June 2019

Carrot Chickpea Pancakes


1 pound zucchini, carrot, or winter squash, peeled and coarsely grated
Fine sea salt
1/4 teaspoon cumin seeds
1/4 teaspoon coriander seeds
1/4 teaspoon fennel seeds
4 large eggs
1 clove garlic, minced
1 tablespoon chopped fresh oregano
2 tablespoons chopped fresh mint
3 tablespoons chopped fresh cilantro
2/3 cup chickpea flour
Freshly ground black pepper
Pinch of ground cinnamon
Pinch of ground ginger
2 tablespoons unsalted butter, plus more as needed
1/2 cup labneh
3 cups spicy greens (such a watercress, arugula, or baby mustard greens)
1 tablespoon fresh lemon juice
1 tablespoon extra-virgin olive oil


Toss the grated vegetable with a few big pinches of salt, then put it in a fine-mesh sieve and let drain, squeezing every so often so that the vegetable releases its water, for at least 15 minutes.

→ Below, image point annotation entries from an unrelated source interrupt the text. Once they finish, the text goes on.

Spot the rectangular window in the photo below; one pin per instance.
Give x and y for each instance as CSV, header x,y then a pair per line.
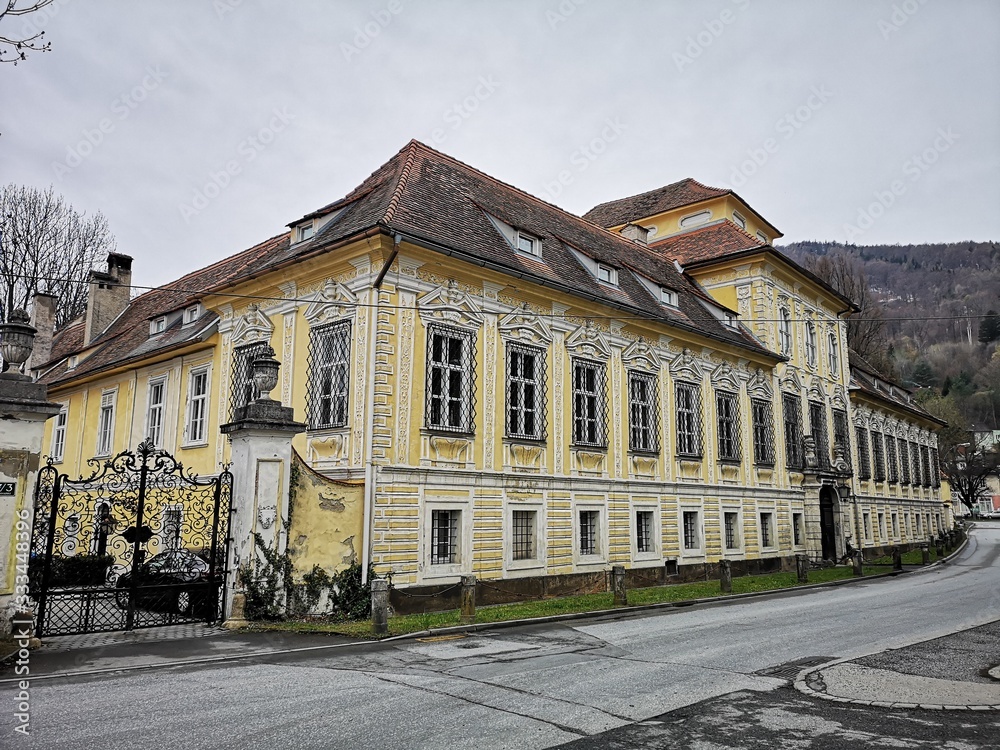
x,y
864,459
766,530
728,414
645,542
731,529
523,528
589,403
791,407
444,536
589,520
156,403
817,427
763,432
106,424
197,418
450,374
525,392
904,459
329,375
892,465
644,433
841,437
688,408
692,535
59,435
878,456
243,390
797,529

Meanwhile, combine the cumin, coriander, and fennel seeds in a dry skillet over medium-low heat. Toast the spices, shaking the pan often, until fragrant but not burned, about 3 minutes. Using a mortar and pestle or a spice grinder, grind the toasted spices to a powder.

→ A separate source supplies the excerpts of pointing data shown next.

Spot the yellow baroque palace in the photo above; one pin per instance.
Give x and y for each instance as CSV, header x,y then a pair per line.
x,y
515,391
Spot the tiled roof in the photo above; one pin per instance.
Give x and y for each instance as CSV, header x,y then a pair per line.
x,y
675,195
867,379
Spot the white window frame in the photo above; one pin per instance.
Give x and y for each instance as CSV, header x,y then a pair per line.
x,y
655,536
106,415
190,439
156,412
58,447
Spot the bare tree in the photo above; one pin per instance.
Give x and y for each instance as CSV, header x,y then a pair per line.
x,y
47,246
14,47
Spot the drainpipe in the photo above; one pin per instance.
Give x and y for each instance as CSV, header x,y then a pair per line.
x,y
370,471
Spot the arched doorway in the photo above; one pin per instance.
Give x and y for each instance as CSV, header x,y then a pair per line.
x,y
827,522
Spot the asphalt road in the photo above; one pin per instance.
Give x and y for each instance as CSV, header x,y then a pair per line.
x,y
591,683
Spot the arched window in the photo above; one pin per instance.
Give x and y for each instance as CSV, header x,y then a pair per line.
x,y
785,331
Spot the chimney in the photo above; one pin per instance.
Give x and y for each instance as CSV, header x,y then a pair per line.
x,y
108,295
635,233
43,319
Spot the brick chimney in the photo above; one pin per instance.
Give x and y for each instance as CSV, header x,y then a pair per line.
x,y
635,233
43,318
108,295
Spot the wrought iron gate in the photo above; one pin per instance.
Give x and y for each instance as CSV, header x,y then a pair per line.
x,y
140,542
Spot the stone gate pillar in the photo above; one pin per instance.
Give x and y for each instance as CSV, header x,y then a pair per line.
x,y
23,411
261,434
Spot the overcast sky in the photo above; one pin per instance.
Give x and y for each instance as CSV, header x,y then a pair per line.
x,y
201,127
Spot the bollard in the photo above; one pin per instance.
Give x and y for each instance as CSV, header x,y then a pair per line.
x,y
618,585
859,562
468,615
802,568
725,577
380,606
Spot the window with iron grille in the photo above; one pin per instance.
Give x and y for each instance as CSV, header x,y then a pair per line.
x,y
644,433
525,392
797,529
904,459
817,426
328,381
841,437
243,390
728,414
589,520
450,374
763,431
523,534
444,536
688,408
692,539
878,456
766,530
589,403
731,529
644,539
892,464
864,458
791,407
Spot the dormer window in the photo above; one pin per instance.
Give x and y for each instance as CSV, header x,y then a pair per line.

Crack the eggs into a large bowl and whisk to break them up. Add the drained vegetables, along with the garlic, oregano, mint, cilantro, chickpea flour, and toasted spices. Season with ½ teaspoon salt and a few grinds of black pepper, and mix well. If you are using winter squash, stir in a pinch each of ground cinnamon and ground ginger. (The pancake batter can be made up to 2 days ahead and stored, covered, in the fridge.)

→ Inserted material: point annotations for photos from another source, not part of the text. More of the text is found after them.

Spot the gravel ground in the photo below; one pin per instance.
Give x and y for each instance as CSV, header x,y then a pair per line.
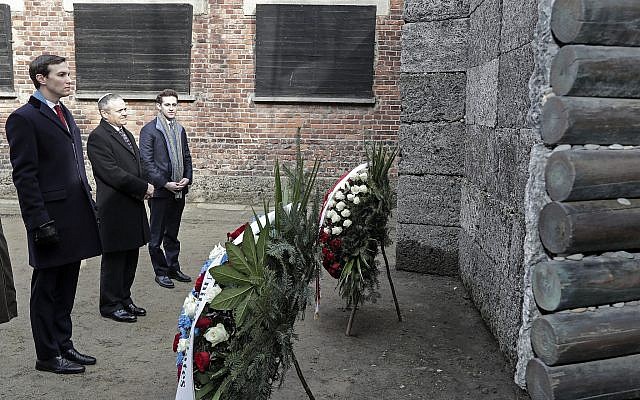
x,y
441,349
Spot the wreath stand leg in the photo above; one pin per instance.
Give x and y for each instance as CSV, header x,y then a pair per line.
x,y
301,377
352,317
393,290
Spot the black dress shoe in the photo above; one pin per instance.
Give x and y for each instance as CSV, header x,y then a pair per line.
x,y
164,281
77,357
135,310
179,276
59,365
121,316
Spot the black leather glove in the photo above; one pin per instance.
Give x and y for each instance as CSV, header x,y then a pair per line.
x,y
46,234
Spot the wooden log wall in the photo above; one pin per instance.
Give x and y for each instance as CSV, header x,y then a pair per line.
x,y
587,340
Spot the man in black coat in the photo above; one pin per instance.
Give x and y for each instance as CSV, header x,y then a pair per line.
x,y
57,209
167,161
121,190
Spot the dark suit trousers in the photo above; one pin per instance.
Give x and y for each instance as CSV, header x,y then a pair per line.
x,y
117,272
53,291
164,223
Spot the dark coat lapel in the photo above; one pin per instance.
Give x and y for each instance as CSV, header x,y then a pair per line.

Heat a large skillet, preferably cast iron, over medium-high heat for a minute or two. Add the butter, then spoon in two overflowing ½ cupfuls of the pancake batter, pressing each to ½ inch thick. Cook, rotating the skillet occasionally for even browning, until the pancakes are nicely browned, about 3 minutes. Flip, then cook the second side for another few minutes. Transfer the pancakes to a plate. Repeat to make two more pancakes, adding more butter to the skillet, if needed.

Season the labneh with salt.

Just before serving, toss the greens with the lemon juice, oil, and some salt and pepper. Top each socca pancake with a huge dollop of lab­neh and a tangle of greens.